Celiac disease is autoimmune, just like Hashimoto’s or Graves’ disease. Research has actually connected celiac and thyroid disease, so if you have one of these, you most definitely should be tested for the other. Celiac and Hashimoto’s share some common symptoms – fatigue, bloating/weight gain – so it may be hard to detect what symptom is due to which disease.
Hypothyroid can cause weight gain and difficulty losing weight, so it’s not shocking that some people may want to try a low carb or ketogenic diet to remedy that situation. Research suggests (this is a study done on children, FYI) that ketogenic diets may actually cause hypothyroid. This may happen because: the hypothalamus, which is a part of the brain, uses glucose for energy.
When the brain is deprived of glucose, it believes that it’s starving, so the hypothalamus is affected. The hypothalamus is what tells the pituitary gland to produce TSH, which in turn tells the thyroid to produce T3 and T4. So it’s a chain reaction that may ultimately affect your hypothyroidism. See? Sometimes a diet isn’t just a diet.

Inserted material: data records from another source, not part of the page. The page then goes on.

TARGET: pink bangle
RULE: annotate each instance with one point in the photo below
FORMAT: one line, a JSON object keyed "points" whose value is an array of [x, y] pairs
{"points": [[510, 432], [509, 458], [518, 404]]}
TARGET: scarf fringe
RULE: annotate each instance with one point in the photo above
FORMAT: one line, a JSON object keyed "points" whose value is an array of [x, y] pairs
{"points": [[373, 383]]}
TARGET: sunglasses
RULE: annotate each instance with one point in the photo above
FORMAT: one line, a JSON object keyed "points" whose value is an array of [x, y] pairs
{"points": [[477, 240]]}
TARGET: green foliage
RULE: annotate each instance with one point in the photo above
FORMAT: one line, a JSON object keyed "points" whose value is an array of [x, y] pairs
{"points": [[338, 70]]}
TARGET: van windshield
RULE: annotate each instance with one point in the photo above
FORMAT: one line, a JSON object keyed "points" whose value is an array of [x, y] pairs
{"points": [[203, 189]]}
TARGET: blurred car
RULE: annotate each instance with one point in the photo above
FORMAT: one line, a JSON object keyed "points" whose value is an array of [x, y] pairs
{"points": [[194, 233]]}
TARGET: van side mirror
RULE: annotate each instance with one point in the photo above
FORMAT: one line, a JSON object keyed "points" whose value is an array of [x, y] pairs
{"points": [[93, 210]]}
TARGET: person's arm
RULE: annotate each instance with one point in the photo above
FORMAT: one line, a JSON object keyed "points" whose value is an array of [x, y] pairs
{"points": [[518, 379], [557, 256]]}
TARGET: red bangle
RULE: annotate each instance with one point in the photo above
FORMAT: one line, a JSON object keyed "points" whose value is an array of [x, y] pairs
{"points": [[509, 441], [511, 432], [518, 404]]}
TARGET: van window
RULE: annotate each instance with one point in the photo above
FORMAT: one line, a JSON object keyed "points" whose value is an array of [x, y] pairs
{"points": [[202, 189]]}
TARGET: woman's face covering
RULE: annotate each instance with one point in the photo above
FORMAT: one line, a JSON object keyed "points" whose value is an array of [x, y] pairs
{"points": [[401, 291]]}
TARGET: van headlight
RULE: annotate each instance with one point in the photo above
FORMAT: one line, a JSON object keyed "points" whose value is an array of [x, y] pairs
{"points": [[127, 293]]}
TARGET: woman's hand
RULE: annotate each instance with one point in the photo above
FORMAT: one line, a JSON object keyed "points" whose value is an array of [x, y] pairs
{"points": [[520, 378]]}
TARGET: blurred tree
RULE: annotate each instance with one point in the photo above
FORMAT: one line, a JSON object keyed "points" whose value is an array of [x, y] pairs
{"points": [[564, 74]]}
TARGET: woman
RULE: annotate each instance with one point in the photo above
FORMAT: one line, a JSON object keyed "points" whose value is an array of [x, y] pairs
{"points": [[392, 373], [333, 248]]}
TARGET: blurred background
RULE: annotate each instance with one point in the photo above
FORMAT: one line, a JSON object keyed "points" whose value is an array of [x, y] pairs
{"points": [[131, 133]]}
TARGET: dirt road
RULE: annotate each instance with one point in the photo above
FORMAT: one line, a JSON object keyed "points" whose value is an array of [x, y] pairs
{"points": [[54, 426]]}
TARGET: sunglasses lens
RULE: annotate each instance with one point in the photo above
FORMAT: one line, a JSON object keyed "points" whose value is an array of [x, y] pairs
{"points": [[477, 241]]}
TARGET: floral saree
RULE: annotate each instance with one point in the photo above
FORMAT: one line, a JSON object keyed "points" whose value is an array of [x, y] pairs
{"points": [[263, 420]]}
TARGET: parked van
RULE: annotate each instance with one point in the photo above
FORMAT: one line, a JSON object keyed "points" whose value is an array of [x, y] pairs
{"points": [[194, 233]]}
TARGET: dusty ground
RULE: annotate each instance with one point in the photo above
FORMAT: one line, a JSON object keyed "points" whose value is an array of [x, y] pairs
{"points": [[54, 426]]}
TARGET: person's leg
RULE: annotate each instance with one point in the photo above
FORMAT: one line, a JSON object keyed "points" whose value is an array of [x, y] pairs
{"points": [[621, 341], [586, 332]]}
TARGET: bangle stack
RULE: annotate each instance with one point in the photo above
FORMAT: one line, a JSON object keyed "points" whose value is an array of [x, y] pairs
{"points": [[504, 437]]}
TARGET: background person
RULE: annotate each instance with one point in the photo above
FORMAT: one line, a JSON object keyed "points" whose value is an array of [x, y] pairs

The study above is the only recent one measuring the effects of ketogenic diets on thyroid health. All other studies were mostly very small and very old: We’re talking 1970s and 80s here.
If you’re looking to lose weight, my recommendation would be to not go as low carb as a ketogenic diet. Low carb – around 150g per day – maybe, but not virtually carb-free, just to ensure that your thyroid doesn’t suffer any effects. As always, ask your doctor before starting any diets or new plans.
The best way to manage hypothyroidism is to take thyroid hormones. Levothyroxine is the one that’s most frequently prescribed, and it’s manufactured to act really like your own thyroid hormone would. When dosage is optimized, you should not have any symptoms of hypothyroidism at all.
Hyperthyroidism is managed much the same, but with different medications called antithyroid drugs. In some cases, other treatments may be necessary.
Lastly, check your neck.
Checking your neck can help detect any lumps or enlargement of your thyroid.